Tiger Woods admits that he is partly to blame for the United States' poor recent record in the Ryder Cup.
Europe have won four out of the last five biennial contests and, perhaps ironically, their only victory came at Valhalla in 2008 when Woods was absent through injury.
Woods' overall Ryder Cup record doesn't make for good reading. He's won TaylorMade golf clubs only once in six appearances (Brookline in 1999) and his match record reads: played 29, won 13, lost 14 and halved two.
Asked pointedly if he was responsible for the US' poor run during a time when he dominated the game, Woods said: "Well, certainly I am responsible for that, because I didn't earn the points that I was put out there for.
"I believe I was out there in five sessions each time and I didn't go 5-0 on our side.
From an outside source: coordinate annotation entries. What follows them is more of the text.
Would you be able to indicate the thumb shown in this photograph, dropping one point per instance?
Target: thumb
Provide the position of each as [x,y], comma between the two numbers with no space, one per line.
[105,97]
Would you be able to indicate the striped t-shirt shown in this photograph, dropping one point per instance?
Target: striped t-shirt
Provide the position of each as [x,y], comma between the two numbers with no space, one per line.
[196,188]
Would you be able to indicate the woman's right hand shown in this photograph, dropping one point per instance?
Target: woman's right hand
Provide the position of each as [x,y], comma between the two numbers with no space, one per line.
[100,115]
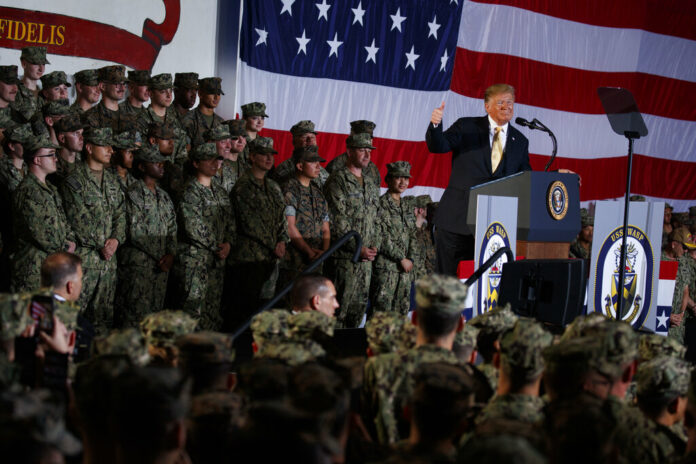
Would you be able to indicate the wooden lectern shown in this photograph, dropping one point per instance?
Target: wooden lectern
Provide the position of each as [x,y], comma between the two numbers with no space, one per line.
[548,211]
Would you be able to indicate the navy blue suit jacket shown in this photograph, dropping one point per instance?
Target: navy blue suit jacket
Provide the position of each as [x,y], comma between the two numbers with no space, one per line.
[468,140]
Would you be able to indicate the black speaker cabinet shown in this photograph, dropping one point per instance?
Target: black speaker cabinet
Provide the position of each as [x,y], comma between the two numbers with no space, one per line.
[549,290]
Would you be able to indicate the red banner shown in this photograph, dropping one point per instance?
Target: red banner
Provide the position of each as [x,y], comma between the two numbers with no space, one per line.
[67,35]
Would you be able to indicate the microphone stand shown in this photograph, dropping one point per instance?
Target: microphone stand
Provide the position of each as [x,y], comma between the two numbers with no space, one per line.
[542,127]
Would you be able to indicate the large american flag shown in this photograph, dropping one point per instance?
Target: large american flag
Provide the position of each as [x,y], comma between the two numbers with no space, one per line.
[393,61]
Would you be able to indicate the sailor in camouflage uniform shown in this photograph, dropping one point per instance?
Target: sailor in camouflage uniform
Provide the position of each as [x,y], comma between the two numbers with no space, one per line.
[662,386]
[106,113]
[303,135]
[93,202]
[371,170]
[69,132]
[40,223]
[8,93]
[33,60]
[12,170]
[138,93]
[87,91]
[254,117]
[161,112]
[392,271]
[581,246]
[389,379]
[185,92]
[122,159]
[307,214]
[205,235]
[353,200]
[686,275]
[148,254]
[521,367]
[261,233]
[203,117]
[228,173]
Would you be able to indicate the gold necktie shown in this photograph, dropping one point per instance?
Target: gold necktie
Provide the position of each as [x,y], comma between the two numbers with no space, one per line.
[497,151]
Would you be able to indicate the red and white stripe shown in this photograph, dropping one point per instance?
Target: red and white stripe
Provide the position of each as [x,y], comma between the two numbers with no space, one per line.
[556,54]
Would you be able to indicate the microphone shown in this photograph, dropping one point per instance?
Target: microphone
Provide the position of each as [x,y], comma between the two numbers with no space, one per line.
[523,122]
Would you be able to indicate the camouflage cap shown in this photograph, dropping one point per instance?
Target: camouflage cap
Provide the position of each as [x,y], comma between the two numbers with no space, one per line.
[441,293]
[497,320]
[70,123]
[383,332]
[422,201]
[307,154]
[8,74]
[186,80]
[102,136]
[56,108]
[663,377]
[585,218]
[147,153]
[125,141]
[219,132]
[204,152]
[651,346]
[237,127]
[206,348]
[683,236]
[211,86]
[262,145]
[271,325]
[19,133]
[160,82]
[362,126]
[36,413]
[254,109]
[163,327]
[219,403]
[14,314]
[163,131]
[34,55]
[302,127]
[398,169]
[36,142]
[467,336]
[54,79]
[305,324]
[112,74]
[129,342]
[87,77]
[521,347]
[139,77]
[360,141]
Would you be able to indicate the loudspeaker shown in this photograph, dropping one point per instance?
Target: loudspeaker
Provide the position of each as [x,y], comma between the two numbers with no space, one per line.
[549,290]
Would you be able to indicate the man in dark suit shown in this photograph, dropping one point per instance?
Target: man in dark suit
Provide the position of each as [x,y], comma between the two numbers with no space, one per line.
[483,149]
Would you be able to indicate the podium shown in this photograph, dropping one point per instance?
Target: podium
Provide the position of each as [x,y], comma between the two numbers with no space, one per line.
[548,211]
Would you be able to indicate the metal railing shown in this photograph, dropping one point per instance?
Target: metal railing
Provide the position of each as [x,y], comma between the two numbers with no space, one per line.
[484,267]
[311,268]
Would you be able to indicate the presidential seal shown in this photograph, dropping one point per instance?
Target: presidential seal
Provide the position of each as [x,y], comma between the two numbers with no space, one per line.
[495,238]
[557,200]
[638,278]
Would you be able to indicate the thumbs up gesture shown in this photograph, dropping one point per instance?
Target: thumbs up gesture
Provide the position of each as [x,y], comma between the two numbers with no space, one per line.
[436,117]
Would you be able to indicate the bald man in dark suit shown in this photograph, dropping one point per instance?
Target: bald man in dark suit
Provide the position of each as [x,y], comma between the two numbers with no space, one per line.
[473,141]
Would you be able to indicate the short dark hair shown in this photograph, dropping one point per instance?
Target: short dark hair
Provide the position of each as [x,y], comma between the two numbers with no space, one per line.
[437,323]
[58,267]
[306,287]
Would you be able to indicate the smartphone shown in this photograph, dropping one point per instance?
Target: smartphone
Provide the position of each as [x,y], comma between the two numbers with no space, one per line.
[42,310]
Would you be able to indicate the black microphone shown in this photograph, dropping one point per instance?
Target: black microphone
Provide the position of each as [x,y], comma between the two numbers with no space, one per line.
[525,123]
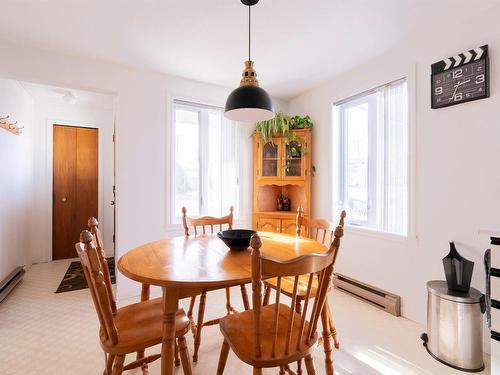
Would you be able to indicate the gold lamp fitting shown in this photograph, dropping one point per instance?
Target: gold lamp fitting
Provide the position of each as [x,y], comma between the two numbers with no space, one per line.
[249,75]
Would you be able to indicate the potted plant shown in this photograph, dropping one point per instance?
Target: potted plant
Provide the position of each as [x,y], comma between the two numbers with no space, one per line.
[284,126]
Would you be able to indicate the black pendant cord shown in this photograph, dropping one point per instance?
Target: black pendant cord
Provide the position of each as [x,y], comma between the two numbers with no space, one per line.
[249,30]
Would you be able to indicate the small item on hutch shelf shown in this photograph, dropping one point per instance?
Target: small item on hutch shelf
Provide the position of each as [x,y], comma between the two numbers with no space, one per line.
[458,270]
[236,239]
[284,203]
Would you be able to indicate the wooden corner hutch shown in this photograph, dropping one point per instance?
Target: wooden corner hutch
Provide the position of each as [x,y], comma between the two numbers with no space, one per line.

So I certainly am a part of that and that's part of being a team. I needed to go get my points for my team, and I didn't do that. Hopefully I can do that this week and hopefully the other guys can do the same and we can get this thing rolling."
Not that Woods shoulders all the blame. Successful individual performers like Phil Mickelson and Jim Furyk have also struggled in the past. Mickelson has won taylormade rocketballz irons only 14 points from 34 matches, and has only two victories in his last 14 fourball or foursome matches.
Furyk, meanwhile, has managed 10 points out of a possible 27 and has four victories from his last 18 fourball or foursome clashes.
"In order to win Cups, you have to earn points and we certainly have not earned points," Woods added. "And on top of that, I think that Phil, Jim and myself have been put out there a lot during those years. So if we are not earning points, it's hard to win Ryder Cups that way."
Graeme McDowell believes Woods is often the victim of lesser players raising their game against him, because they play as if they have nothing to lose.
"I liken it to playing Premiership football," McDowell said. "Any lesser team that comes to play these discount golf clubs, Manchester United, Chelsea, Liverpool, Arsenal... they have a tendency to raise their game, because it's a huge game for an underdog to play a Tiger Woods.
"And they get up for it. They are not expected to win. When expectation levels drop, game tends to improve. A guy who plays Tiger Woods, or a player of that calibre, doesn't expect to win so he lets it all go and he plays out of his skin and gets the upset."
Woods also admitted that Rory McIlroy, Europe's star performer of late, is a definite target.
"It's part of being consistent," Woods said. "It's part of being ranked number one, it's part of winning major championships. You're always going to want to try and take out their best player, and that's just part of the deal. That's a fun challenge.